熊本地震のニュースを見て思い出したこと l 留学時代に学んだ「備える文化」

 


熊本地震のニュースを見て、あの日のことを思い出しました

熊本地震のニュースを目にしたとき、最初に感じたのは驚きではありませんでした。

留学時代、日本で何度も受けた地震避難訓練の記憶が、自然によみがえったのです。

1989年に日本へ留学した私にとって、地震はそれまでほとんど経験したことのない自然災害でした。

初めて教室で避難訓練に参加したときは、

「ここまで何度も訓練をする必要があるのだろうか」

と正直思っていました。

しかし、その意味を本当に理解したのは、ずっと後になってからでした。


地震は、日本の日常の一部でした

日本で暮らしていた約10年間、私は何度か地震を経験しました。

家にいるとテレビが揺れ、照明が静かに揺れ始める。

最初は胸が締めつけられるほど怖く感じました。

けれど、不思議なことに、周囲の人たちは慌てません。

家具の近くから離れ、落ち着いて行動し、状況を確認する。

その姿を見ながら、私自身も少しずつ落ち着いて行動できるようになりました。

もちろん慣れてはいけない災害です。

それでも、日頃の訓練が人の行動を支えていることを実感しました。


「備える文化」は一日で生まれるものではありません

日本は世界でも有数の地震多発国です。

そのため、学校や地域、企業では防災訓練が継続的に行われています。

非常持ち出し袋の準備。

避難場所の確認。

家具の転倒防止。

家庭でも地域でも、「もしも」に備える意識が自然と根づいています。

災害そのものは防げなくても、被害を少しでも減らすための努力を続ける。

その姿勢こそ、日本の防災文化の大きな特徴だと感じました。



私が日本から学んだこと

日本で暮らしていて感じたのは、防災は特別なことではなく、日常の延長線上にあるということです。

備えることは、不安になることではありません。

家族を守るため。

大切な人を守るため。

そして、自分自身が落ち着いて行動するため。

その準備を普段から少しずつ続けることなのだと思います。

韓国も、カナダも、決して例外ではありません

韓国でも近年、大きな地震が発生するようになりました。

カナダでは大規模な山火事や異常気象が社会に大きな影響を与えています。

自然災害の形は国によって異なります。

しかし、「備えること」の大切さは、どの国にも共通しています。

だからこそ、日本で学んだ防災への姿勢は、今でも私の暮らしの中に生きています。



おわりに

私は日本で約10年間暮らしました。

その時間の中で、日本から学んだことはたくさんあります。

その一つが、「備える」という考え方でした。

災害は、いつ起こるか分かりません。

だからこそ、普段の暮らしの中で少しずつ準備を続けることが、未来の自分や家族を守ることにつながります。
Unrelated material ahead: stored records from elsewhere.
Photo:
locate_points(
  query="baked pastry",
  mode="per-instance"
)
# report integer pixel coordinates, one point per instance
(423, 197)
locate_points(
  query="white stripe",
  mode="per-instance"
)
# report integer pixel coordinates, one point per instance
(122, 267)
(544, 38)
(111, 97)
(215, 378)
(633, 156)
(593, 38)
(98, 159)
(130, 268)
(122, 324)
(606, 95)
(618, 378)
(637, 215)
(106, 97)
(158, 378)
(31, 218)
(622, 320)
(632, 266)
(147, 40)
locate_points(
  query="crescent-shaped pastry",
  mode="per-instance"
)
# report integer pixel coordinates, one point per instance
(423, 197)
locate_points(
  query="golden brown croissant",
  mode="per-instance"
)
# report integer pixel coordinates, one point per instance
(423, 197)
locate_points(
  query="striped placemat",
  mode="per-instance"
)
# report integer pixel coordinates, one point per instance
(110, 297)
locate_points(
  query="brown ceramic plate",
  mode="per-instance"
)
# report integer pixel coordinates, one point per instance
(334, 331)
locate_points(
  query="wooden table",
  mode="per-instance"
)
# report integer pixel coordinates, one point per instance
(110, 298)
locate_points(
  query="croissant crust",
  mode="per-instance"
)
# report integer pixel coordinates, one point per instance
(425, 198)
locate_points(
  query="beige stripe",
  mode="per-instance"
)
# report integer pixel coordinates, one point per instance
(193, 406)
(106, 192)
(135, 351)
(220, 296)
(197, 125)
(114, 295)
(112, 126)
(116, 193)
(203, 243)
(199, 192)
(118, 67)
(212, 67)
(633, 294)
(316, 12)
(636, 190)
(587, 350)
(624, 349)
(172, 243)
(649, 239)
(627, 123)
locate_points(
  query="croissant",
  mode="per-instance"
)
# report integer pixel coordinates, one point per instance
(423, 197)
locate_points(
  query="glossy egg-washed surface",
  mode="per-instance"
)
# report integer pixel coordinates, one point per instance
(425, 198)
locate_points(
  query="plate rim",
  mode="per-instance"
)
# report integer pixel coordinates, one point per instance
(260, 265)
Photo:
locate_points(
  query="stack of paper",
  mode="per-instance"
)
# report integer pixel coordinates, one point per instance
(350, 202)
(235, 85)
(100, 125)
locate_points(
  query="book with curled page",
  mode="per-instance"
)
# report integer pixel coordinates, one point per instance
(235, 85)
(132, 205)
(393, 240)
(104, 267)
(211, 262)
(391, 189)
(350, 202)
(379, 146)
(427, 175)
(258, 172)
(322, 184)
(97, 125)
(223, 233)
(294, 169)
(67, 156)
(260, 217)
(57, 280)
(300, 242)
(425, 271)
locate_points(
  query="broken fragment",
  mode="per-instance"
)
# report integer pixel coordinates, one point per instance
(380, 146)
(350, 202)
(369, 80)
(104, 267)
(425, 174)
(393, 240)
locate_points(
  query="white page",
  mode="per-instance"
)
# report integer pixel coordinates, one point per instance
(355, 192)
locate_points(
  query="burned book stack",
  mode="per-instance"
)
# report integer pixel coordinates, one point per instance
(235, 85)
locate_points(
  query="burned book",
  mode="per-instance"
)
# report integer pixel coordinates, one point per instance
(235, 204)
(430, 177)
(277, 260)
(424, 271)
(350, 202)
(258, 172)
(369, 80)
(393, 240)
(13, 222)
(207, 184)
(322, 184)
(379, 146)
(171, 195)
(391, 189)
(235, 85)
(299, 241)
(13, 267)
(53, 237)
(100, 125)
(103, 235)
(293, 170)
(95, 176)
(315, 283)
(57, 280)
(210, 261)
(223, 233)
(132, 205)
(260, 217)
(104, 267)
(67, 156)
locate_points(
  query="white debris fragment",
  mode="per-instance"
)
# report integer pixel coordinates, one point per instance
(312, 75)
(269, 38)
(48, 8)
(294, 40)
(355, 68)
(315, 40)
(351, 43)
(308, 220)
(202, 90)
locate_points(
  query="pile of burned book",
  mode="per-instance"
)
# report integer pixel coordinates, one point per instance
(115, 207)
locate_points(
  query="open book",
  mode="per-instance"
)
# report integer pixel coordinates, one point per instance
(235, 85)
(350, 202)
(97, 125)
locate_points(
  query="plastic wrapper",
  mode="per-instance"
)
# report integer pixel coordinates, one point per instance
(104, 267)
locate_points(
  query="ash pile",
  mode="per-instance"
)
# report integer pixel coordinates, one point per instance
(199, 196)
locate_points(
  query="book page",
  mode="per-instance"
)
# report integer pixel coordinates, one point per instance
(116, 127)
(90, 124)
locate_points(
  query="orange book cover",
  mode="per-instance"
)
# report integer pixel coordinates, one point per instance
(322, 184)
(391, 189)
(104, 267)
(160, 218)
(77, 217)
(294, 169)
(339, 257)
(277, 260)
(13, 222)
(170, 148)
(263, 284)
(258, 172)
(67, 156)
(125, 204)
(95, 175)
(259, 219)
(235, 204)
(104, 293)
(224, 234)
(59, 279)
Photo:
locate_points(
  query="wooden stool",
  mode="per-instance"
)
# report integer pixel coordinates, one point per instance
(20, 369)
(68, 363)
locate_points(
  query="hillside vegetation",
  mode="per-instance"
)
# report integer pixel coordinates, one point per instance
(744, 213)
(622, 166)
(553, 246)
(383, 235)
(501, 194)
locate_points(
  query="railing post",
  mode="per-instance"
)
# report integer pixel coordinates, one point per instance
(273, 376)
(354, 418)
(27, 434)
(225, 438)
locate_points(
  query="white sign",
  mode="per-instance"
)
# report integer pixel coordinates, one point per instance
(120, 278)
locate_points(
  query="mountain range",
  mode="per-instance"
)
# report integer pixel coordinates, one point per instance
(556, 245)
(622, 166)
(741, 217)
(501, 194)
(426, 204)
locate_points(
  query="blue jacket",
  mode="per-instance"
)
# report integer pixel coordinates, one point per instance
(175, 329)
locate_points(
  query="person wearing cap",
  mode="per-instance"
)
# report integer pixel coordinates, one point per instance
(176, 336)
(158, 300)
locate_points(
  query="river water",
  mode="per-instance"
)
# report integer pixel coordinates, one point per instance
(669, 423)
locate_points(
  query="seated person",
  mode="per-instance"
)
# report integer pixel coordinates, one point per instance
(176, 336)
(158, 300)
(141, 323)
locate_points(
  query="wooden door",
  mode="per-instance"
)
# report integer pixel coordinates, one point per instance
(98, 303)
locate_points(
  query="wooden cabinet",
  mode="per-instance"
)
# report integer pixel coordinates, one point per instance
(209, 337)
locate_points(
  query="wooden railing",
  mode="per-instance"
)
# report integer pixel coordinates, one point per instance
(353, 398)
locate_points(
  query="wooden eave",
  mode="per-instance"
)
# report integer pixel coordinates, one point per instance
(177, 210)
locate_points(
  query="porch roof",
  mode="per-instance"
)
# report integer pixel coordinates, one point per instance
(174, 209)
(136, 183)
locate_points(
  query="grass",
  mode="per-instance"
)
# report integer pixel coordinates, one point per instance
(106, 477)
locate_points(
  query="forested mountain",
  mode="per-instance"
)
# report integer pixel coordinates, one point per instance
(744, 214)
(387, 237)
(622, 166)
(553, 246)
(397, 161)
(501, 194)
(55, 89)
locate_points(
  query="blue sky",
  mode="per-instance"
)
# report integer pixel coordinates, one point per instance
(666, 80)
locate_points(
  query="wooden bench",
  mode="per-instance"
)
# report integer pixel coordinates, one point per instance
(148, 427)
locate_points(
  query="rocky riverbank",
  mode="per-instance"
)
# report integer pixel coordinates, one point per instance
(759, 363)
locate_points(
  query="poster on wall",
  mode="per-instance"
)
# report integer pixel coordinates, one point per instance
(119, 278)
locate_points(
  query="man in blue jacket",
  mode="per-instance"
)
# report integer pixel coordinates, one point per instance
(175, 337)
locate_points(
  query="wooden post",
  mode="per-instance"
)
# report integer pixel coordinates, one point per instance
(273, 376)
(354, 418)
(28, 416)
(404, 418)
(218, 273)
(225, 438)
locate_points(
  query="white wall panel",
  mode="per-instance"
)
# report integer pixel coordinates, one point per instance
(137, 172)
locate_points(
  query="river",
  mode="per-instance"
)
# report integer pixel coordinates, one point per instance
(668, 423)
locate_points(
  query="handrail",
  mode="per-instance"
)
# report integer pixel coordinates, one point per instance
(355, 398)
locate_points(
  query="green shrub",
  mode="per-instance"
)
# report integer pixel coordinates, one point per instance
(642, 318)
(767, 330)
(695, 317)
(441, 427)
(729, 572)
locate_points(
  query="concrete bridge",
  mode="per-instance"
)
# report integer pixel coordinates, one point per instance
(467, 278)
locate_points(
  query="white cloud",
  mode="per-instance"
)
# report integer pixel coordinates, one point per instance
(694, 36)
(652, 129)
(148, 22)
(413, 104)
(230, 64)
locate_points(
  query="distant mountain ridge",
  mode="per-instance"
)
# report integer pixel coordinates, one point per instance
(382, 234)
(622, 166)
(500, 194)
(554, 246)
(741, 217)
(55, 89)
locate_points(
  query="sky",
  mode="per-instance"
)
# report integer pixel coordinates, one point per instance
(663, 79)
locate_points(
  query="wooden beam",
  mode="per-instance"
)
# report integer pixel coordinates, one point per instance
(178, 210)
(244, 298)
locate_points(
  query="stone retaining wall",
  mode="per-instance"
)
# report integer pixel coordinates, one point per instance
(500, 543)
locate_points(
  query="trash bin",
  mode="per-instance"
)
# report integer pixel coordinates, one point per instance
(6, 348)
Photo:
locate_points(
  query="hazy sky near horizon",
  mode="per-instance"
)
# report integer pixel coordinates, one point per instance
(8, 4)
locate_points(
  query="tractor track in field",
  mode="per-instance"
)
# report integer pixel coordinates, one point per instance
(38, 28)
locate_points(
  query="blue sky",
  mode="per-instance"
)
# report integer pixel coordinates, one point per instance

熊本地震のニュースを見ながら、私は改めてそう感じました。

日本で学んだ「備える文化」は、今も私の生活の中で大切な教えとして残っています。


あとがき🌈

私は日本で約10年間暮らし、現在はカナダで生活しています。

三つの国で暮らしてきたからこそ、それぞれの国の良さや課題を少しずつ理解できるようになりました。

このブログでは、日本での経験を通して気づいた暮らしや文化を、一人の外国人として率直な視点で綴っています。

もしこの記事が、「自分や家族を守るために何ができるだろう」と考える小さなきっかけになれば、とても嬉しく思います。